Isabelle Attard (I. A.): Plusieurs choses me gênent profondément, mais en priorité c’est que, avec la création d’un tel fichier – cela concerne cette fois-ci 60 millions de personnes – il y a automatiquement la possibilité que ce fichier soit piraté. La question n'est pas de savoir si c’est possible – c’est une question de date, de jour. On est en pleine ouverture d’une enquête aux Etats-Unis sur les e-mails d’Hillary Clinton. En même temps, ça veut dire que, si on crée la base, voilà ce que cela peut donner comme dégâts au niveau de l’administration, au niveau diplomatique, jusqu’au plus haut niveau du pays le plus puissant d’aujourd’hui. La première chose qu’on peut critiquer, dès que vous avez la création d’un tel fichier c'est que cela donne la possibilité du piratage d’un tel fichier, avec une utilisation qu’on ne maîtrise pas.
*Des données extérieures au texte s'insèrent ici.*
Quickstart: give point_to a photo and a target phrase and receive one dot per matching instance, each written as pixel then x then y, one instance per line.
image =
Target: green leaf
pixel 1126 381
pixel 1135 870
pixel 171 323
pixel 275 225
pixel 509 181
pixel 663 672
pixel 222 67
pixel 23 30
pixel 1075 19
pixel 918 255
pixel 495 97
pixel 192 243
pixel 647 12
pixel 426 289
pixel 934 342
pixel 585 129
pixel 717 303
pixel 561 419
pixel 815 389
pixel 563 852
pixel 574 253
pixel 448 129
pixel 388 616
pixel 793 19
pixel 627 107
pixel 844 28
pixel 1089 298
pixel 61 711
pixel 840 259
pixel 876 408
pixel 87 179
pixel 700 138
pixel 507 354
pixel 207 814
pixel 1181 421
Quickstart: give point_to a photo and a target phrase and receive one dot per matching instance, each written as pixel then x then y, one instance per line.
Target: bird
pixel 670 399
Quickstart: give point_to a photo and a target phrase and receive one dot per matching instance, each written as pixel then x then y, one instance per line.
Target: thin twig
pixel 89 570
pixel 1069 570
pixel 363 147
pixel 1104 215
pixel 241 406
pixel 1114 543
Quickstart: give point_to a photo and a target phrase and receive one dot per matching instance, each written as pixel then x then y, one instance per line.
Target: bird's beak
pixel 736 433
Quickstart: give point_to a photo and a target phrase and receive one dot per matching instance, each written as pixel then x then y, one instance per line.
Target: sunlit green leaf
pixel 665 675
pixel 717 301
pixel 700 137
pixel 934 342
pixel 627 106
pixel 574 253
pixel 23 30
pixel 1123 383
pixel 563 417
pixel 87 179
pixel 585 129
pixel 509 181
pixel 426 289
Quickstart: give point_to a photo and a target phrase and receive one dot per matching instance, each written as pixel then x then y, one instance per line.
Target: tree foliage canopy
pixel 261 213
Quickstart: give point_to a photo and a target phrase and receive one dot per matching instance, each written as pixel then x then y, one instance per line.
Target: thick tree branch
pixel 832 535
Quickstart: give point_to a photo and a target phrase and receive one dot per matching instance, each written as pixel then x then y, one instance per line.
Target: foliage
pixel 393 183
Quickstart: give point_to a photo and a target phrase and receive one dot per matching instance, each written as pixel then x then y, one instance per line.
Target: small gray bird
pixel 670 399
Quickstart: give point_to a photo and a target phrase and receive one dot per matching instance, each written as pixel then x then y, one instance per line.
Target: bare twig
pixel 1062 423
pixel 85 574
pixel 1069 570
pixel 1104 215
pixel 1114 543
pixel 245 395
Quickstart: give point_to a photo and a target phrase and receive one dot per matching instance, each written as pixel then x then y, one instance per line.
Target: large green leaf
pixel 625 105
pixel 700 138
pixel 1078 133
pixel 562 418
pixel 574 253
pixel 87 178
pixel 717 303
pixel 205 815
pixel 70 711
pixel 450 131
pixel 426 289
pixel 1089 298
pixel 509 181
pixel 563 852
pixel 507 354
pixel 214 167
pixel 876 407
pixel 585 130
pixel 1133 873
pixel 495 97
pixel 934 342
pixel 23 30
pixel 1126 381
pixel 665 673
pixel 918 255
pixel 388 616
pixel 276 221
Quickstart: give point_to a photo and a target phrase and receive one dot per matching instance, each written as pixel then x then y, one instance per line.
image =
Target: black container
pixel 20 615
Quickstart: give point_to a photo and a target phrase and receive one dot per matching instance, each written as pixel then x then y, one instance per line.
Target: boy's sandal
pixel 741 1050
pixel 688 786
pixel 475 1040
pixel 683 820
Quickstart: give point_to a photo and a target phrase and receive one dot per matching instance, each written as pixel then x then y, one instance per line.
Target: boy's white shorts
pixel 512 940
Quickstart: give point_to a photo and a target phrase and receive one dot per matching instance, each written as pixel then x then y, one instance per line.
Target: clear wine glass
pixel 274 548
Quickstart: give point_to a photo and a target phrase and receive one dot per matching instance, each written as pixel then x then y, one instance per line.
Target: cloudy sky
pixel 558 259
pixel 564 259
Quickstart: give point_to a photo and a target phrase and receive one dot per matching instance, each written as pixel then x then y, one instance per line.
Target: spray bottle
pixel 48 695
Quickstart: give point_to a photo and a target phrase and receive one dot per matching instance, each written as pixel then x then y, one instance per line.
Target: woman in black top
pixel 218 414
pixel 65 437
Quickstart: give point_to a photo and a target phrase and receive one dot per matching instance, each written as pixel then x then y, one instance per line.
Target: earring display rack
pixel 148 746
Si on voulait avoir une information la plus détaillée possible, et lutter contre la fraude il suffisait d’écouter la préconisation de la CNIL
RT France : Pourquoi, tout en ayant connaissance de ce risque, le gouvernement l’assume-t-il ?
I. A. : J’aimerais le comprendre d’avantage, parce que, effectivement, Jean-Jacques Urvoas critiquait et s’opposait sévèrement à la création de ces mêmes fichiers, il y a quatre ans. Il est très intéressant de comprendre les raisons. L’obsession de ficher la population et d’établir une base de données énorme pour surveiller les Français d’une manière extrêmement large, je la vois comme une obsession des renseignements, qui va à l’encontre même de la protection des libertés et de la vie privée. Si on voulait avoir une information la plus détaillée possible, et lutter contre la fraude – ce que je peux comprendre comme volonté de la part du gouvernement – il suffisait d’écouter la préconisation de la CNIL [Autorité française de contrôle en matière de protection des données personnelles] qui demandait à ce que nous puissions intégrer un passeport ou une carte d’identité avec le contenu de toutes ces données. Cela fait 60 millions de documents, voire plus si chacun a un passeport et une carte d’identité, et c’est complètement impossible de pirater cette base de données, puisque la protection vient du nombre. Vous êtes propriétaire du document qui possède tous ces renseignements, et il suffit d’avoir quelqu’un qui ensuite contrôle avec l’appareil adéquat et qui établisse l’accès à ces données-là, et qui lutte contre les fraudes. Et on ne voit pas où est le problème.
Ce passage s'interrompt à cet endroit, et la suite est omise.